Thursday, November 20, 2014

Legal analysis of O'Donnell Park sale posted on two sites

You can read Atty. William Lynch's analysis sent to Milwaukee County both at today's index on and, updated, on this blog, too.

Here is the intro:
 At  its November 6th meeting, the County Board delayed consideration of the proposed sale until its December 18th meeting by a vote of 14-3.  The Board expressed uncertainty about the County’s role regarding future use of the property by requesting a legal opinion from County Corporation Counsel on that matter.  

They did so with good reason. There is much confusion about the legal consequences of the proposed sale. The big question is whether the public will have any legally enforceable right to public use and enjoyment of O’Donnell Park or any of its facilities. In short, the agreement provides for almost none.  If the County Board approves this sale, O’Donnell Park will no longer be a public park. It will be fully the buyer’s private property.

            The County Executive is proposing sale of the entire park complex--all of its land, structures and facilities. This is a proposed sale, not what some have characterized as a “public-private partnership.” When you sell your house you do not become a partner with the buyer.  After closing, you have no say whatsoever about how the new owner uses the property.

            Unless the County and NM agree to legally binding provisions for a continuing role for the County, the County will have no role in determining O’Donnell Park’s future. The corporation that owns the property and subsequent owners will have the sole right to determine its future use. 

            The proponents of the sale have submitted over 300 pages of materials, but only the “Purchase Agreement” and the three-page “Operation Contract” have legal significance for future use of the property. It is the specific language in them--not the statements, representations or promises made to encourage supervisors to vote for the sale--that will be legally binding.

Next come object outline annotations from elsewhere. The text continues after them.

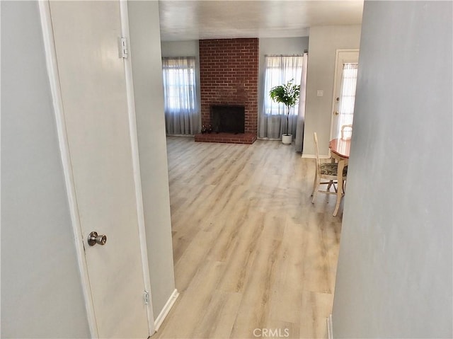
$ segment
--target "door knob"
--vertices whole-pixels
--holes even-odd
[[[96,243],[105,245],[106,242],[107,236],[103,234],[98,236],[98,232],[91,232],[88,235],[88,244],[91,246],[93,246]]]

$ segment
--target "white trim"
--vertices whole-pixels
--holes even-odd
[[[139,237],[140,241],[140,253],[142,255],[142,270],[144,290],[149,295],[149,301],[147,306],[148,319],[148,331],[152,335],[155,331],[154,316],[152,307],[152,294],[151,293],[151,278],[149,265],[148,264],[148,251],[144,223],[144,212],[143,208],[143,195],[142,193],[142,176],[140,175],[140,159],[139,156],[138,136],[137,132],[137,119],[135,116],[135,101],[134,95],[134,81],[132,79],[132,65],[130,55],[130,39],[129,33],[129,17],[127,12],[127,1],[120,0],[120,13],[121,16],[121,33],[126,38],[129,50],[129,55],[123,59],[125,74],[126,77],[126,93],[127,96],[127,113],[129,116],[129,129],[130,144],[132,154],[132,167],[134,170],[134,182],[135,184],[135,201],[137,203],[137,214],[138,220]]]
[[[332,93],[332,106],[331,108],[331,132],[329,140],[333,139],[332,137],[332,130],[333,130],[333,110],[335,110],[335,95],[337,93],[337,74],[338,73],[338,58],[340,57],[340,53],[348,52],[357,52],[359,53],[360,50],[358,48],[345,49],[345,50],[337,50],[335,54],[335,71],[333,73],[333,92]],[[330,154],[330,150],[329,150]]]
[[[167,300],[167,302],[164,306],[162,311],[161,311],[161,313],[157,316],[157,318],[156,318],[156,321],[154,321],[154,328],[156,328],[156,331],[159,330],[161,325],[162,325],[162,323],[168,315],[168,313],[178,299],[178,297],[179,297],[179,292],[178,292],[178,289],[175,289],[168,298],[168,300]]]
[[[93,304],[91,289],[90,287],[90,280],[88,274],[85,251],[84,248],[84,236],[80,224],[77,197],[76,195],[75,185],[72,173],[72,165],[71,163],[71,157],[69,156],[68,137],[64,121],[64,110],[63,108],[63,100],[59,84],[58,64],[57,62],[57,54],[55,52],[54,34],[52,25],[50,6],[48,1],[38,1],[38,6],[40,10],[40,17],[41,19],[42,38],[44,40],[47,75],[49,76],[49,83],[50,85],[50,91],[52,92],[52,105],[55,115],[57,132],[58,134],[58,143],[62,156],[62,164],[63,166],[64,183],[67,192],[72,230],[75,239],[77,262],[79,264],[79,270],[80,272],[84,299],[85,300],[85,309],[86,311],[91,337],[92,338],[97,338],[99,337],[99,335],[98,333],[98,326],[94,313],[94,305]]]
[[[332,314],[329,314],[326,319],[327,321],[327,338],[333,339],[333,323],[332,323]]]

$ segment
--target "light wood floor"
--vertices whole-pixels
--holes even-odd
[[[311,204],[314,160],[273,141],[167,142],[180,294],[153,338],[327,338],[343,203]]]

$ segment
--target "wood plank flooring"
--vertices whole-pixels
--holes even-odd
[[[311,204],[314,159],[275,141],[167,144],[180,294],[153,338],[327,338],[342,207]]]

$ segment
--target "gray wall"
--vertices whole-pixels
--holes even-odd
[[[318,134],[320,154],[328,154],[336,50],[358,49],[360,40],[360,25],[310,28],[304,134],[305,156],[314,154],[314,132]],[[323,96],[316,96],[319,89],[324,91]]]
[[[37,1],[1,1],[1,338],[87,338]]]
[[[334,338],[452,338],[453,3],[365,1]]]
[[[154,318],[175,289],[157,1],[128,3],[144,221]]]
[[[303,54],[309,49],[309,38],[260,38],[260,65],[258,71],[258,119],[263,112],[264,96],[264,71],[266,54]],[[259,128],[259,123],[258,123]]]

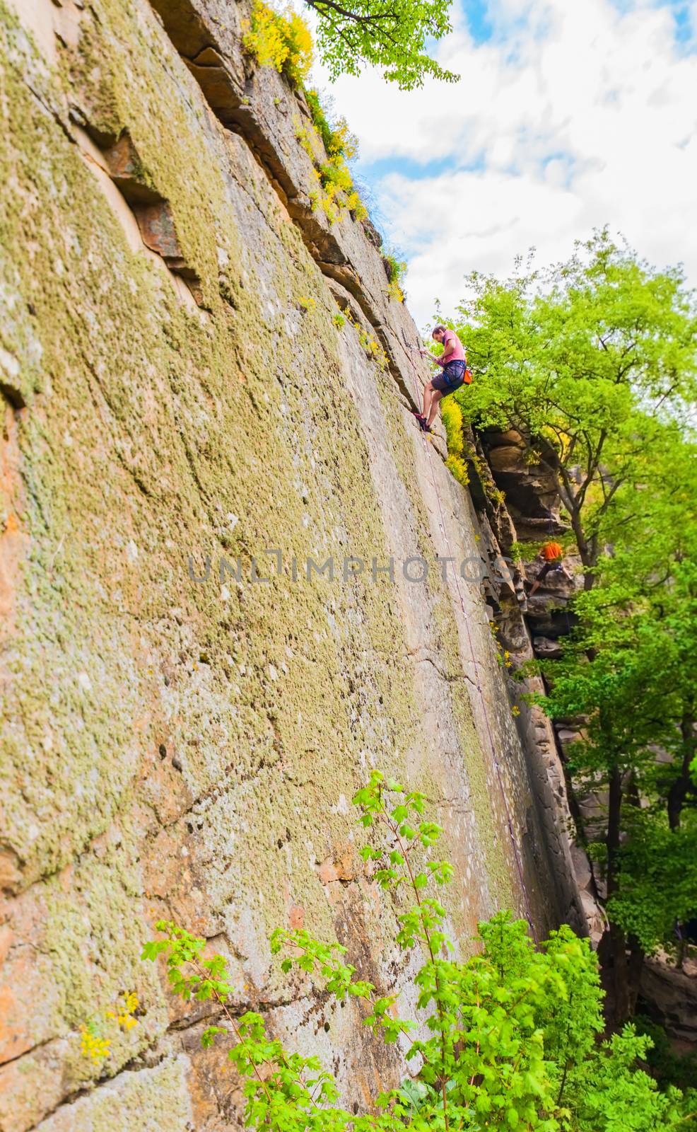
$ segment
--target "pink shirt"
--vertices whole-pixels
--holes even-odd
[[[442,340],[442,350],[444,350],[444,353],[448,349],[448,345],[450,343],[453,343],[453,345],[455,346],[455,350],[449,355],[449,358],[446,359],[446,365],[449,361],[466,361],[467,357],[465,354],[465,348],[463,346],[462,342],[457,337],[457,334],[455,333],[455,331],[446,331],[444,340]]]

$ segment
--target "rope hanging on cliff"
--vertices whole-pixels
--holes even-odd
[[[410,345],[410,343],[406,341],[406,336],[404,335],[404,332],[403,332],[403,338],[404,338],[404,344],[405,344],[405,346],[406,346],[406,349],[408,351],[410,362],[412,365],[412,375],[413,375],[413,378],[414,378],[414,393],[415,393],[416,404],[419,404],[419,377],[418,377],[418,374],[416,374],[416,366],[415,366],[415,362],[414,362],[414,359],[413,359],[414,346]],[[428,458],[429,469],[430,469],[430,472],[431,472],[431,483],[433,486],[433,491],[436,492],[436,498],[438,500],[438,511],[439,511],[439,514],[440,514],[440,530],[442,531],[442,537],[445,539],[446,547],[448,549],[448,556],[450,558],[453,558],[453,555],[450,552],[450,542],[449,542],[449,539],[448,539],[448,532],[446,530],[446,523],[445,523],[445,517],[444,517],[444,513],[442,513],[442,504],[440,501],[440,494],[438,491],[438,483],[436,482],[436,473],[433,471],[433,465],[432,465],[432,462],[431,462],[431,446],[427,441],[425,435],[422,435],[421,440],[422,440],[422,444],[423,444],[423,446],[424,446],[424,448],[425,448],[425,451],[428,453],[427,458]],[[474,652],[474,642],[472,640],[472,631],[470,628],[470,617],[468,617],[467,610],[465,608],[465,601],[464,601],[464,598],[463,598],[463,594],[462,594],[462,590],[459,588],[459,580],[458,580],[457,573],[455,574],[455,586],[456,586],[456,590],[457,590],[457,597],[458,597],[458,600],[459,600],[459,607],[461,607],[462,612],[463,612],[463,618],[464,618],[464,623],[465,623],[465,629],[466,629],[466,633],[467,633],[467,643],[468,643],[468,648],[470,648],[470,655],[472,658],[472,664],[473,664],[473,668],[474,668],[474,678],[475,678],[475,683],[476,683],[476,691],[479,692],[480,701],[481,701],[481,705],[482,705],[482,713],[483,713],[484,723],[485,723],[485,727],[487,727],[487,735],[488,735],[488,738],[489,738],[489,746],[491,748],[491,757],[493,760],[493,765],[496,767],[497,780],[498,780],[498,783],[499,783],[499,790],[501,792],[501,799],[504,801],[504,809],[506,811],[506,823],[508,825],[508,834],[510,837],[510,844],[511,844],[511,849],[513,849],[514,859],[515,859],[515,863],[516,863],[516,871],[517,871],[517,874],[518,874],[518,881],[520,883],[520,891],[523,893],[523,900],[525,902],[525,918],[527,920],[527,924],[528,924],[528,927],[530,927],[533,941],[534,941],[534,943],[537,943],[537,933],[535,932],[535,925],[533,923],[532,910],[531,910],[531,904],[530,904],[530,897],[527,894],[527,887],[525,885],[525,878],[524,878],[524,875],[523,875],[523,864],[520,861],[520,856],[519,856],[519,852],[518,852],[518,846],[516,843],[516,839],[515,839],[515,834],[514,834],[513,818],[511,818],[510,809],[509,809],[509,806],[508,806],[508,799],[506,797],[506,790],[504,788],[504,777],[501,774],[501,767],[499,765],[499,760],[498,760],[498,756],[497,756],[496,744],[493,741],[493,734],[492,734],[492,730],[491,730],[491,723],[489,721],[489,712],[487,710],[487,701],[484,698],[484,692],[483,692],[482,683],[481,683],[481,679],[480,679],[480,670],[479,670],[479,664],[476,662],[476,655],[475,655],[475,652]]]

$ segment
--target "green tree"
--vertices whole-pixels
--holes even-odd
[[[379,67],[403,91],[427,76],[454,83],[427,53],[428,40],[451,31],[450,0],[306,0],[318,16],[317,41],[332,78]]]
[[[591,589],[606,543],[685,479],[695,295],[680,269],[652,268],[606,231],[549,271],[474,273],[468,289],[454,320],[476,374],[456,394],[465,422],[516,428],[530,463],[547,464]]]
[[[396,942],[421,954],[419,1022],[401,1018],[398,995],[356,977],[346,949],[306,931],[277,931],[272,952],[292,978],[316,979],[325,995],[354,1000],[363,1024],[399,1043],[413,1077],[373,1098],[364,1114],[338,1104],[318,1058],[287,1052],[255,1011],[231,1010],[232,985],[205,941],[166,921],[144,958],[164,955],[173,992],[212,1000],[203,1044],[226,1040],[243,1080],[246,1124],[278,1132],[659,1132],[695,1112],[677,1089],[660,1091],[638,1062],[651,1039],[626,1027],[601,1040],[602,990],[588,941],[568,927],[535,949],[524,921],[499,912],[479,926],[479,953],[458,960],[445,935],[445,908],[429,890],[453,869],[434,859],[441,830],[424,818],[424,797],[373,772],[355,795],[368,833],[361,850],[394,902]]]
[[[668,532],[654,541],[664,555]],[[544,666],[548,713],[584,720],[568,751],[575,789],[606,798],[602,823],[582,832],[606,886],[601,954],[616,1023],[634,1009],[644,954],[664,949],[681,962],[680,924],[697,916],[697,571],[689,558],[649,569],[649,551],[604,560],[600,584],[575,603],[562,660]]]

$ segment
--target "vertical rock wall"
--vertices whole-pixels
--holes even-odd
[[[304,925],[408,984],[356,854],[371,767],[446,826],[463,952],[502,906],[579,923],[482,588],[456,581],[487,532],[414,427],[375,230],[313,211],[307,108],[244,59],[243,6],[0,10],[0,1130],[234,1125],[209,1007],[139,959],[163,915],[362,1104],[399,1052],[267,937]],[[138,1023],[92,1066],[80,1027],[123,990]]]

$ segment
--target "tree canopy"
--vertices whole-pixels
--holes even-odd
[[[606,231],[549,271],[467,285],[454,320],[477,375],[464,418],[517,428],[550,469],[591,589],[604,546],[660,529],[657,496],[670,509],[694,490],[695,297],[680,268],[652,268]]]
[[[473,273],[454,325],[475,380],[465,422],[514,428],[560,499],[584,576],[542,706],[575,720],[567,772],[592,796],[577,832],[610,927],[611,1020],[635,1004],[644,955],[682,961],[697,918],[697,306],[608,231],[548,271]]]
[[[450,0],[306,0],[317,14],[317,43],[333,79],[378,67],[403,91],[427,76],[446,83],[458,76],[428,54],[429,40],[451,31]]]

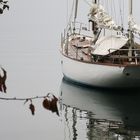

The Purchase Agreement and Operation Contract provide that no representation or agreement “not expressed in this Agreement shall be binding upon the parties…” 

The promises and representations made by NM’s CEO and the County Executive (or their surrogates) will not be enforceable.  For example, there is no wording in the proposed agreement that NM will maintain and enhance O’Donnell Park as a public park, as NM’s CEO asserted in a recent Journal-Sentinel op-ed.